Baca juga: Eks Kadisbud Jakarta Divonis 11 Tahun Kasus Korupsi
Setelah ditetapkan tersangka oleh penyidik Pidana Khusus Kejaksaan Tinggi (Kejati) Jawa Timur (Jatim), usai menjalani serangkaian pemeriksaan, NLA langsung ditahan di Rumah Tahanan (Rutan) Kejati Jatim sejak, Selasa (04/11/2025) malam.
“Untuk memudahkan proses pemeriksaan lanjutan, tersangka ditahan selama 20 hari kedepan,” ungkap Asisten Pidana Khusus (Aspidsus) Kejati Jatim, Wagiyo, Rabu (05/11/2025), mengutip kompas.
Penetapan tersangka ini merupakan hasil pengembangan penyidikan berdasarkan keterangan saksi dan alat bukti yang ada. “Kami tetapkan tersangka baru setelah ada keterangan saksi dan alat bukti yang mengarah kepada tersangka ini,” ujar Wagiyo.
Ditegaskannya, penegakan hukum dalam perkara ini tidak hanya berfokus pada aspek penindakan, tetapi juga pada perbaikan sistem tata kelola program pemerintah.
“Kejaksaan tidak hanya fokus pada penindakan, tetapi juga pada perbaikan sistem agar tata kelola pemerintahan berjalan lebih bersih, transparan, dan akuntabel,” pungkasnya.
Pada 14 Oktober 2025 lalu, penyidik telah menetapkan empat orang sebagai tersangka dalam kasus yang sama. Keempatnya yakni RP selaku Koordinator Kabupaten Program BSPS Sumenep, AAS dan MW selaku fasilitator, serta HW selaku pembantu fasilitator.
Mereka terbukti melakukan pemotongan dana program sebesar Rp3,5 juta hingga Rp4 juta sebagai komitmen fee, dan Rp1 juta hingga Rp1,4 juta untuk biaya laporan.

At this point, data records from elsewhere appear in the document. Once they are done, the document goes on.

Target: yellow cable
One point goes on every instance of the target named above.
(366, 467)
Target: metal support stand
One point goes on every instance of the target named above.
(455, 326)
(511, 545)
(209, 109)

Baca juga: KPK Temukan Modus Jatah Preman Kasus OTT Gubernur Riau
Pada tahun 2024, pemerintah mengalokasikan lebih dari Rp109 miliar untuk program BSPS di Kabupaten Sumenep. Ada 5.490 penerima di 143 desa di 24 kecamatan.
Masing-masing penerima memperoleh Rp20 juta untuk program bedah rumah, terdiri dari Rp17,5 juta untuk pembelian material bangunan dan Rp2,5 juta untuk biaya tukang. (KRO/RD/KMP)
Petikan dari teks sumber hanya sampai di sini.